Study area description
This study was conducted at the Jornada Experimental Range (JER;
32°37’ N; 106° 40’ W), approximately 40 km north of Las Cruces,
New Mexico, USA. The JER is approximately 78,104 ha and our
experiment pasture was approximately 3,215 ha in size with an
average elevation of 1,200 m. The JER is located in the northern
portion of the Chihuahuan Desert between the Rio Grande River to
the west and the San Andres mountain range to the east, where the
climate is arid with warm summers and mild winters, and an average
of about 230 frost-free days. The average annual temperature is
16.9°C and average annual precipitation is approximately 248 mm.
Rainfall events primarily occur during the monsoon season (July
through September). Soils of the north western JER are
predominantly of the Berino-Bucklebar association (sandy) and
vegetation of the study area includes perennial grasses such as
black grama (Bouteloua eriopoda Torr.), dropseeds (Sporobolus
spp.), threeawns (Aristida spp.), tobosa (Pleuraphis mutica
Buckley), and burrograss (Schleropogon brevifolius Phil.). Shrubs
of our study area include honey mesquite (Prosopis glandulosa
Torr.), Soap-tree yucca (Yucca elata Engelm.), broom snakeweed
(Gutierrezia sarothrae [Pursh] Britton & Rusby), creosote bush
(Larrea tridentate [DC.]) and fourwing saltbush (Atriplex
canescens [Pursh] Nutt.).
Study area descriptions are provided by Spiegal et al. (2019).
Four permanent drinkers and five dirt tanks (ephemeral water
during late summer) were present in this pasture that was also
intersected by a network of dirt roads as well as six small
grazing exclosures.

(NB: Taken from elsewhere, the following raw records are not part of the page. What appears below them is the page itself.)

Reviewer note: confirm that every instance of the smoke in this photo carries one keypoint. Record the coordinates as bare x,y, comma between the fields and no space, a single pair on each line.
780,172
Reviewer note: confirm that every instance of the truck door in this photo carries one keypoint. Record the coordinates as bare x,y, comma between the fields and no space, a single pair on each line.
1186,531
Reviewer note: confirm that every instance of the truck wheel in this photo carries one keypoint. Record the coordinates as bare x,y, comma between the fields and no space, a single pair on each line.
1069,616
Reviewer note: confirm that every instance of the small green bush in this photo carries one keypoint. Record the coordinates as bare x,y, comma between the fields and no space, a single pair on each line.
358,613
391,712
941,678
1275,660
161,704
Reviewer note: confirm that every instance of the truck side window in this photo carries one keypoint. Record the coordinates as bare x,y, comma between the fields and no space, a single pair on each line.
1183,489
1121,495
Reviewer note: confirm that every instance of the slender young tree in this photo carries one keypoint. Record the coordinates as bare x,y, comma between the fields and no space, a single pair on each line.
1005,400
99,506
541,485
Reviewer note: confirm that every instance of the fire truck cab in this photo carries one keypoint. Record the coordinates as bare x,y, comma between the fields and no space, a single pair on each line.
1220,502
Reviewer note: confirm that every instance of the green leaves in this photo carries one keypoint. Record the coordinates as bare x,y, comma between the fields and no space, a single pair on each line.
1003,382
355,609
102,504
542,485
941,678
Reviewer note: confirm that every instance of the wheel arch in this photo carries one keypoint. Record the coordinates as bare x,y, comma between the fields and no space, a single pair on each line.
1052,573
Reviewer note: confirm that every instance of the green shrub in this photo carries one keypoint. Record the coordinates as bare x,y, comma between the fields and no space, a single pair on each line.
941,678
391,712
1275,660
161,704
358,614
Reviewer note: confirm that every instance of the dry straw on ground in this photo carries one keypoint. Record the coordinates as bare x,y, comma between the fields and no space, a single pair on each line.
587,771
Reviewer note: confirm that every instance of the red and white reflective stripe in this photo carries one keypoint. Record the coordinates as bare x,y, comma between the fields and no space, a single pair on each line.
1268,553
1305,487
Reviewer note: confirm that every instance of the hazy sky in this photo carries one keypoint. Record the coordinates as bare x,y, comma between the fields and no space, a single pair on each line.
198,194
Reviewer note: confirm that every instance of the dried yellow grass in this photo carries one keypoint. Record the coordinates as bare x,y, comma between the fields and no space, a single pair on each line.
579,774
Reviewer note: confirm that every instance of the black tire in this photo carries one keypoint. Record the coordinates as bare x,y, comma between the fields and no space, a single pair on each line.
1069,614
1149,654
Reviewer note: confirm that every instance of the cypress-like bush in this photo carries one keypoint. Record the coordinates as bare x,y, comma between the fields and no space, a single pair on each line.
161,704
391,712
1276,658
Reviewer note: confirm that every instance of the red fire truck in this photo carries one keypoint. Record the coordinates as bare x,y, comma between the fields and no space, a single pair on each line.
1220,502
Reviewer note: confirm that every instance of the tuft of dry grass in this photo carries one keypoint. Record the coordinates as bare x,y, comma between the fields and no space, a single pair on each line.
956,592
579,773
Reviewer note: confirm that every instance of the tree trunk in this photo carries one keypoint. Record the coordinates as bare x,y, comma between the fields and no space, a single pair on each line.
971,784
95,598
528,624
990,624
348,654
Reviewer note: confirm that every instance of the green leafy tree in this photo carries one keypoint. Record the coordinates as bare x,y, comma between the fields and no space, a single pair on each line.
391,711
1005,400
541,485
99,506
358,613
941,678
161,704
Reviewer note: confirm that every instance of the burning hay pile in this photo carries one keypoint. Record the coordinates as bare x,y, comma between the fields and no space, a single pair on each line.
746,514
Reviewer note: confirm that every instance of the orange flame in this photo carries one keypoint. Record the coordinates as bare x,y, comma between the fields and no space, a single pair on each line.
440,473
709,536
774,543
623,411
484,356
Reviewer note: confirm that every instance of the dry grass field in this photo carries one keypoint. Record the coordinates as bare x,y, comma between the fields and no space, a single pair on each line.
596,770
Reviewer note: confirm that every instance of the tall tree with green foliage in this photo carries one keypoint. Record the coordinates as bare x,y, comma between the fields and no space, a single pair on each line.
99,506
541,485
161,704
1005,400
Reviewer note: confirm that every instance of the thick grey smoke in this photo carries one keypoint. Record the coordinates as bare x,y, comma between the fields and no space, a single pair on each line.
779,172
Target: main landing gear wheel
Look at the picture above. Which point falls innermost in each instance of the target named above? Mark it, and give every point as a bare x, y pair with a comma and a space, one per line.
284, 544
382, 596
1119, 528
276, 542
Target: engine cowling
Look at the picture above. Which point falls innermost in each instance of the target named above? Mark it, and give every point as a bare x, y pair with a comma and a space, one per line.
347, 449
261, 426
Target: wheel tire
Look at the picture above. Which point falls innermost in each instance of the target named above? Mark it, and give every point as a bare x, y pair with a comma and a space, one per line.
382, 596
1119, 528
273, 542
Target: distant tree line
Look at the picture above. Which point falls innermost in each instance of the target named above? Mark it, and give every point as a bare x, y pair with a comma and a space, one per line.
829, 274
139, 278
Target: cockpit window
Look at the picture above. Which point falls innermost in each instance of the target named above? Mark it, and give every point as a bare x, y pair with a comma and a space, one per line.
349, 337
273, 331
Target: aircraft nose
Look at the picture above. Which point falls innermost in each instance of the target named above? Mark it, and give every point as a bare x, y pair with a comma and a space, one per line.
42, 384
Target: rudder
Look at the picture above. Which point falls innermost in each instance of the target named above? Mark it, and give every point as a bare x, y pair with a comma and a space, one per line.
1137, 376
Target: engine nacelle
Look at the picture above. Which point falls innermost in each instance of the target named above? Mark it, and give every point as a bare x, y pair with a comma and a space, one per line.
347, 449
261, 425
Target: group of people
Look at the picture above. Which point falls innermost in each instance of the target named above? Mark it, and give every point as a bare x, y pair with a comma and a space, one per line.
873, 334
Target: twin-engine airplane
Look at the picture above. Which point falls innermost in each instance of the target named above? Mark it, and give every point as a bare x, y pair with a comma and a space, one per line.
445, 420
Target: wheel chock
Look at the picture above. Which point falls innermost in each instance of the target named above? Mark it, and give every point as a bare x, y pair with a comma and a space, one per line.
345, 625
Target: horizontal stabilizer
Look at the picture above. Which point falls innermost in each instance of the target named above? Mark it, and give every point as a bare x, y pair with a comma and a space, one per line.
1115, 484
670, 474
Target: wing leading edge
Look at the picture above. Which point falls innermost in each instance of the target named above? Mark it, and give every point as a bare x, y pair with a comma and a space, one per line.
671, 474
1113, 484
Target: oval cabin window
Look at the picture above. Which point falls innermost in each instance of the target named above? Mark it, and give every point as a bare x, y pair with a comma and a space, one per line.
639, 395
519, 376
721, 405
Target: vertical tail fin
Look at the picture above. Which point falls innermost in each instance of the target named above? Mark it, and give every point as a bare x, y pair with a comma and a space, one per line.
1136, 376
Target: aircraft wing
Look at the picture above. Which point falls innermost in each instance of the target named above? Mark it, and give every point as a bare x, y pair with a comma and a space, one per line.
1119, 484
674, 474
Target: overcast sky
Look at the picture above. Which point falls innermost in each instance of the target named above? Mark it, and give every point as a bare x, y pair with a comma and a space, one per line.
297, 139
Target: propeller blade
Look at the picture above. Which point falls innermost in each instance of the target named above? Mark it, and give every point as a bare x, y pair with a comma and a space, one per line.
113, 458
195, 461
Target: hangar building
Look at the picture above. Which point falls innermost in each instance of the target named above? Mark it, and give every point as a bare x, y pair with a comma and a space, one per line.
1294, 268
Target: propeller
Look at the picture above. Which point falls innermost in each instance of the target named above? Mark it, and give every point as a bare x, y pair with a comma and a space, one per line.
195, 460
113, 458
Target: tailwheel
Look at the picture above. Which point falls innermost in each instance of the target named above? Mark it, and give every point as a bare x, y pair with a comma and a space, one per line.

Most of the pasture (99.63%) was within 3.2 km
(2 mi) from a drinker-watering source, the point at which cattle
use begins to diminish (Holechek, 1991).
Animals
Animal handling protocols were approved by the New Mexico State
University Institutional Animal Care and Use Committee (Protocol
2016-019). Two cohorts of yearling steers totaling 57 Jornada
Rarámuri Criollo (JRC), Criollo × beef breed crossbreds (XC) and
Mexican Criollo (MC; examples provided in Figure 1) were monitored
over a two-and-a-halfyear period (December 2015 – January 2017)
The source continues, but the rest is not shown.